Catalyzing carbon cycle science through synergies among research networks
A grand challenge in ecological forecasting is predicting the future trajectory of the terrestrial carbon cycle as simulated in coupled Earth System Models. However, simulations remain highly uncertain despite ever increasing availability of observations. Therefore, finding new ways to use data to evaluate, benchmark and constrain models, and improve forecasts through data assimilation, is critical to making progress in reducing these uncertainties.

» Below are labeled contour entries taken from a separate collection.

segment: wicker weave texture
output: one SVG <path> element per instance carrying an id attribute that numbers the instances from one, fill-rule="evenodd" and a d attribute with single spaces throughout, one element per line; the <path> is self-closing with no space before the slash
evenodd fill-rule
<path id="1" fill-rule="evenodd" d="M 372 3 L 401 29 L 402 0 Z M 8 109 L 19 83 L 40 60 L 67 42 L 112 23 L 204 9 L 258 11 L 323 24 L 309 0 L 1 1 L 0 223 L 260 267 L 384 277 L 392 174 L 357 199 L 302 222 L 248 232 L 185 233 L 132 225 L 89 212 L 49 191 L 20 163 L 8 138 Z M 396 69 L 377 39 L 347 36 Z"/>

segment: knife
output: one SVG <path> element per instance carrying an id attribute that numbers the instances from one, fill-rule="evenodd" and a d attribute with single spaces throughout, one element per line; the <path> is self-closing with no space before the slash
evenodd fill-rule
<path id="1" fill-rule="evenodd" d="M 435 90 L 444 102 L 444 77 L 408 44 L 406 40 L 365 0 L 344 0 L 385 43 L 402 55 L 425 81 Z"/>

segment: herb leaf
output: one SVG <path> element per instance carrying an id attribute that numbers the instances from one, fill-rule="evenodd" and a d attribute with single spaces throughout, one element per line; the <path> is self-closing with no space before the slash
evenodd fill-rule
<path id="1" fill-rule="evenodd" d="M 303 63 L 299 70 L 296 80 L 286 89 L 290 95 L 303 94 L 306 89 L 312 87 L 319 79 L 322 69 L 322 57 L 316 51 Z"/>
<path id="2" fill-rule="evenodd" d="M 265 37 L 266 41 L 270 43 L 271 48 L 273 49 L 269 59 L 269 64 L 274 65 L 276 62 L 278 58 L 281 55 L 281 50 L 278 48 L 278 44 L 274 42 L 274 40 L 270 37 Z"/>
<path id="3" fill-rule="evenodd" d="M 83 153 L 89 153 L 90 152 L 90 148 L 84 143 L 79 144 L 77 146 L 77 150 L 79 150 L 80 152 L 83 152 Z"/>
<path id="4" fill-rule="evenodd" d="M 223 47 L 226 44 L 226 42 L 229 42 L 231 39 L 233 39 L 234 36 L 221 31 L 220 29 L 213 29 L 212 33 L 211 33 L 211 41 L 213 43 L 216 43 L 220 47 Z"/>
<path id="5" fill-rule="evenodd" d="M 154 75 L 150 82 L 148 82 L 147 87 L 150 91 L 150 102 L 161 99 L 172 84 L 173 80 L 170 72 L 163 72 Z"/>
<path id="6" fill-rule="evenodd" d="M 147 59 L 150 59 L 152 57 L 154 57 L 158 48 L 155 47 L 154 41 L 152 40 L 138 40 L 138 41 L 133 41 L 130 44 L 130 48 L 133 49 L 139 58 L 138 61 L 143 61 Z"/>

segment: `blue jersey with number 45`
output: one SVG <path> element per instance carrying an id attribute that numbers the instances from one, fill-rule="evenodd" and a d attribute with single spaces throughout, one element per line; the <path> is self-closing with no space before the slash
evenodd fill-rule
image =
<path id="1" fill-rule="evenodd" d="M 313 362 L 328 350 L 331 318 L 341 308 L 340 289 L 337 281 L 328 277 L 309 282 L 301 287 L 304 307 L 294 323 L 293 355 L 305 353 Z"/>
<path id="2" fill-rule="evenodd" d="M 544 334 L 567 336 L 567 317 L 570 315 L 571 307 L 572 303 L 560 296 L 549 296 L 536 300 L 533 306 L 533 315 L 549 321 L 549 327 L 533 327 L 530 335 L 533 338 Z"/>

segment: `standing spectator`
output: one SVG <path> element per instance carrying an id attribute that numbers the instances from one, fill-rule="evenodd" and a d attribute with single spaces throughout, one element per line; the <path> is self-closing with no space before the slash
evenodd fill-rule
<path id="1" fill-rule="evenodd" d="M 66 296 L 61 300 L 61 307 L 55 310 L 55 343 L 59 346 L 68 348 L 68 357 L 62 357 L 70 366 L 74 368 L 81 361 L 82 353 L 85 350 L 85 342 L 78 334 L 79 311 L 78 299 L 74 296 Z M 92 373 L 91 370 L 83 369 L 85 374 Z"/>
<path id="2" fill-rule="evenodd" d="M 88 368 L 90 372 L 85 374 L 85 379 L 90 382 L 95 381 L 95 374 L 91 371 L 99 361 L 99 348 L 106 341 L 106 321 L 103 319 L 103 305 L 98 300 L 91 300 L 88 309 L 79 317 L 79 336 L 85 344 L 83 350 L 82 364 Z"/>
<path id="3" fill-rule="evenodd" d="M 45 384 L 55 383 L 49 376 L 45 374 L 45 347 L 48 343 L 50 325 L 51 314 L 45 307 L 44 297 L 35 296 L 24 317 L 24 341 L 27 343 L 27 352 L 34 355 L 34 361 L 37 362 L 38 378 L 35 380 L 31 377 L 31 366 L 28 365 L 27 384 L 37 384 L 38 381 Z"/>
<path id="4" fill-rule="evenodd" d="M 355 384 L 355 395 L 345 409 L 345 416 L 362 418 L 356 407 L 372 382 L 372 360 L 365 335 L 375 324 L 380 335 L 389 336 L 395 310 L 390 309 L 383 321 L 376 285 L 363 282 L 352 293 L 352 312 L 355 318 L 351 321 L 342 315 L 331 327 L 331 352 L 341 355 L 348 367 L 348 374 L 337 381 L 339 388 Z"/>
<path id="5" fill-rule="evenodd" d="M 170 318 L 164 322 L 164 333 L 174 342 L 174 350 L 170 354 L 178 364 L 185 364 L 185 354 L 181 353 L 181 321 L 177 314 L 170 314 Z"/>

This poster presents a summary of findings of a breakout session held at the North American Carbon Program meeting in Washington DC in January 2015 with the primary aim of identifying existing approaches and come up with new ways that observation networks such as AmeriFlux, ICOS and NEON, along with individual PIs can best enable scientific interoperability. This occurs through developing and sharing protocols, procedures, instrumentation, algorithms, metadata and models. Fostering efficiencies in these interactions is essential if the full capabilities of the observation systems are to be leveraged to their maximum potential to produce innovative solutions to major challenges in carbon cycle science.
We identified a number of “key topics” that could benefit from the use of this network interoperability and highlight these here. We also provide examples of how individuals have been working together finding synergies and finding solutions to challenging problems, the lessons learnt and common requirements.
We highlight on-going activities, new directions, and provide recommendations for how these synergistic activities can be best facilitated and generalized.